Question: "set genotype" function for gds?
2.3 years ago by
Lna0
Lna0 wrote:

I'm using GWASTools for my GWAS analysis. It turned out that there are some genotyping problems with a few hundred SNPs on the X-chromosome. I already have all my data stored in gds files for use in GWASTools and I want to change the genotypes of the erroneous SNPs directly in the gds file. I was hoping there is kind of a "setGenotype" function with works exactly like the "getGenotype" function that I use to obtain specific SNP genotypes, but couldn't find anything like that.

Did I miss anything?

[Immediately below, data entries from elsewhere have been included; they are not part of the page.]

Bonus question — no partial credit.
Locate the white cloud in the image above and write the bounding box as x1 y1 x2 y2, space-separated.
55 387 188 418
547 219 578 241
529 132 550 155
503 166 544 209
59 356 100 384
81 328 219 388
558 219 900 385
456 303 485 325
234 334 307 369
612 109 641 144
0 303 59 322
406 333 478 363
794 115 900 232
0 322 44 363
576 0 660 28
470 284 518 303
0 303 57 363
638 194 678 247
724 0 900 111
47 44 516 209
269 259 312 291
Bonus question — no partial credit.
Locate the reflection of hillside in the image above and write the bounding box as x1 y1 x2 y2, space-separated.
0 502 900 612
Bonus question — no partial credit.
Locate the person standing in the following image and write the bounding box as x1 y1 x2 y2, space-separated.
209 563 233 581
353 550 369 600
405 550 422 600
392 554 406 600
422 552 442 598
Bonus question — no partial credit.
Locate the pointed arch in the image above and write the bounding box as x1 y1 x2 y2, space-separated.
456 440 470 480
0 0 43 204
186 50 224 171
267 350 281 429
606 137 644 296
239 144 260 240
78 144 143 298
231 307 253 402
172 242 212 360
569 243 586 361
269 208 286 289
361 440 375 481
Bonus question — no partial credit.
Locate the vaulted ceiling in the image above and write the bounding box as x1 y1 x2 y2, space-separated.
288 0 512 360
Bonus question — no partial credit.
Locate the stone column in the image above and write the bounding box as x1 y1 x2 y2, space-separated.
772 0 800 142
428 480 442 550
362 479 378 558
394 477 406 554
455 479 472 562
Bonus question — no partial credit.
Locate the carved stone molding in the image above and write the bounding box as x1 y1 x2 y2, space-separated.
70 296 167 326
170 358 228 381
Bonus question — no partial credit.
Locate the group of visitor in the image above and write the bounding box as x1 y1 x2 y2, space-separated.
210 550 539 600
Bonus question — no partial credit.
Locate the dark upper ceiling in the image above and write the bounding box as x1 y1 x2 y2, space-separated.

How can genotype changes of specific SNPs be done in gds files without going back to raw data file and creating a new gds file based on them?

2.3 years ago by
University of Washington
Stephanie M. Gogarten640 wrote:

You need to use the gdsfmt package to modify GDS files directly.

library(gdsfmt)

file <- system.file("extdata", "illumina_geno.gds", package="GWASdata")
gdsfile <- tempfile()
file.copy(file, gdsfile)

# open file in write mode

# get node of the genotype variable
node <- index.gdsn(gdsobj, "genotype")

# uncompress node so we can write to it
compression.gdsn(node, "")

# change some values for 100 SNPs
nsnp <- 100
nsamp <- 77
newsnps <- matrix(sample(c(0,1,2), size=nsnp*nsamp, replace=TRUE), nrow=nsnp, ncol=nsamp)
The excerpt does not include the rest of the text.